Extremely cold temperatures are deadly in many parts of the Northeast and Midwest as we experience the worst freeze in decades. According to the Chopra Center, your body is working overtime in the winter, which can wreak havoc on the immune system as we struggle with extreme weather, lack of sun and more cases of influenza.

These five nutrients can help you give back to your body what Mother Nature is flying in winter:

Vitamin D. Because most days are covered, we do not get enough sun to make this essential vitamin produced by the skin as a result of sun exposure. Supplementation is helpful for about 1 billion people worldwide who suffer from vitamin D deficiency, which decreases the risk of colon and breast cancers, protects against hypertension and heart disease and improves symptoms of the Depression. The recommended intake is 600 IU per day.

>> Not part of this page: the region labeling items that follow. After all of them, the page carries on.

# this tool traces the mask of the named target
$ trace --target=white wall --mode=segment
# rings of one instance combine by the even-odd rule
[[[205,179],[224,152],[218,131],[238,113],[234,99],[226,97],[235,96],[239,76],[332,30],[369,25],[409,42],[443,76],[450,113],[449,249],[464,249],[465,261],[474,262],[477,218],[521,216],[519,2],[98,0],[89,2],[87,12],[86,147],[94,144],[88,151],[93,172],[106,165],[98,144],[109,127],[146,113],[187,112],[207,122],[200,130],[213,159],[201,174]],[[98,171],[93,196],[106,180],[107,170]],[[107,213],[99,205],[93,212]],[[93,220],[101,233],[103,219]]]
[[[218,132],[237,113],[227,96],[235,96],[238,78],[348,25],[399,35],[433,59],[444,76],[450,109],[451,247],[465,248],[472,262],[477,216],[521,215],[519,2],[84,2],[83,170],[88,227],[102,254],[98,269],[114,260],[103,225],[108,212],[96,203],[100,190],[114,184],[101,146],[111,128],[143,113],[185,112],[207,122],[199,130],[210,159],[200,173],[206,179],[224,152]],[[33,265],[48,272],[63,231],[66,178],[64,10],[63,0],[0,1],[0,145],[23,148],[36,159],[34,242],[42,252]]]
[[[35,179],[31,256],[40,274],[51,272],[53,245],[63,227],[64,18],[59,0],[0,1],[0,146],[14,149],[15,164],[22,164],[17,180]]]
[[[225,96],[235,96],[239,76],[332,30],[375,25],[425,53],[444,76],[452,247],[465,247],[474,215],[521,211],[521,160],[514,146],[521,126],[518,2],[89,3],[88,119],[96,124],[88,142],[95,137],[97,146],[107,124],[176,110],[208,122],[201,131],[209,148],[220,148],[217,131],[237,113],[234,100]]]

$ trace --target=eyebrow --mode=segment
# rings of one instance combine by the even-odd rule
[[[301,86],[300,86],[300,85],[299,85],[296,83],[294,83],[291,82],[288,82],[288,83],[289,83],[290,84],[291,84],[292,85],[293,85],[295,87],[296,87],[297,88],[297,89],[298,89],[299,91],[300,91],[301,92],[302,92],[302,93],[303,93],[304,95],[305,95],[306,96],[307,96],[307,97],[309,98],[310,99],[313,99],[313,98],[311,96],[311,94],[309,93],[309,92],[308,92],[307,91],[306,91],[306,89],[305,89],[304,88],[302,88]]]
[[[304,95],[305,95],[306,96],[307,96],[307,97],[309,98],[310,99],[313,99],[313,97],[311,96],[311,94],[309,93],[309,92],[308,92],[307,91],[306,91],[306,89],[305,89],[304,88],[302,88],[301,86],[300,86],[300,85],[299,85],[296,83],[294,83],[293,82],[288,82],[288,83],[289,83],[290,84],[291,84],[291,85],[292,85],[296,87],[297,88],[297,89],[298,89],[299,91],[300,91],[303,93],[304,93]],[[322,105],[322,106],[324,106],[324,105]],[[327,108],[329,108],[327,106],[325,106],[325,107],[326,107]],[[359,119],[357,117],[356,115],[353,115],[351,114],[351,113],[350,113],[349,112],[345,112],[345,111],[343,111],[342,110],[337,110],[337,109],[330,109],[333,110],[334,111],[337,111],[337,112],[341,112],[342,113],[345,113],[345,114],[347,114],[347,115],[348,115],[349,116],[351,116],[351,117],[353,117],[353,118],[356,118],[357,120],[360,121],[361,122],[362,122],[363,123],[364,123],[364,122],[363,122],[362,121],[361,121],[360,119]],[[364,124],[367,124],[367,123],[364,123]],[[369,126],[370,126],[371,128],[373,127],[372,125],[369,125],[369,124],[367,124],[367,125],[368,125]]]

You can also get vitamin D from foods such as liver, tuna, salmon and egg yolks.

Vitamin C. Colds, flus and sinuses are plentiful and troublesome at this time of year and extremely contagious because we spend more time indoors where germs spread easily. Vitamin C is known to help strengthen the immune system and is crucial for protein metabolism. It is also a powerful antioxidant that stimulates the production of connective tissue for the construction of collagen. Many foods contain vitamin C, including citrus fruits, red peppers, tomatoes, berries, broccoli and Brussels sprouts. The recommended daily intake of vitamin C is 90 milligrams for adult men and 75 milligrams for adult women.

The iron. Iron is essential for the synthesis of DNA and the transport of oxygen throughout the body. This is necessary for many cellular functions and is especially important during the winter months to keep your energy. Because many people do not exercise enough in cold weather, less oxygen is normally carried throughout the body. Although the iron requirements differ considerably from one individual to another, the recommended daily dose usually for people over 50 is 8 milligrams a day. Iron is found in animal proteins such as meat, poultry and fish, as well as in vegetarian sources such as lentils, beans, dates and leafy vegetables.

Zinc. Zinc is a potent immune system that is essential for dealing with winter conditions. Zinc supplementation is beneficial at any time but especially in winter to avoid feeling sick and tired. Foods rich in this mineral are oysters, red meat, poultry, beans, nuts and dairy products. It is recommended that men aged 19 and over receive 11 milligrams a day and that women aged 19 and over receive 8 milligrams a day.

Vitamin B12. This vitamin is crucial to improve your mood and can help combat Seasonal Affective Disorder (SAD), a mood disorder that is common in winter. Vitamin B12 is found in many sources of food of animal origin such as meat, fish, poultry and eggs. It is also added to some processed foods such as cereals and non-dairy milk. Because it is not usually available from plant sources, supplementation is highly recommended for vegans and vegetarians. The recommended daily dosage for adults is 2.4 micrograms.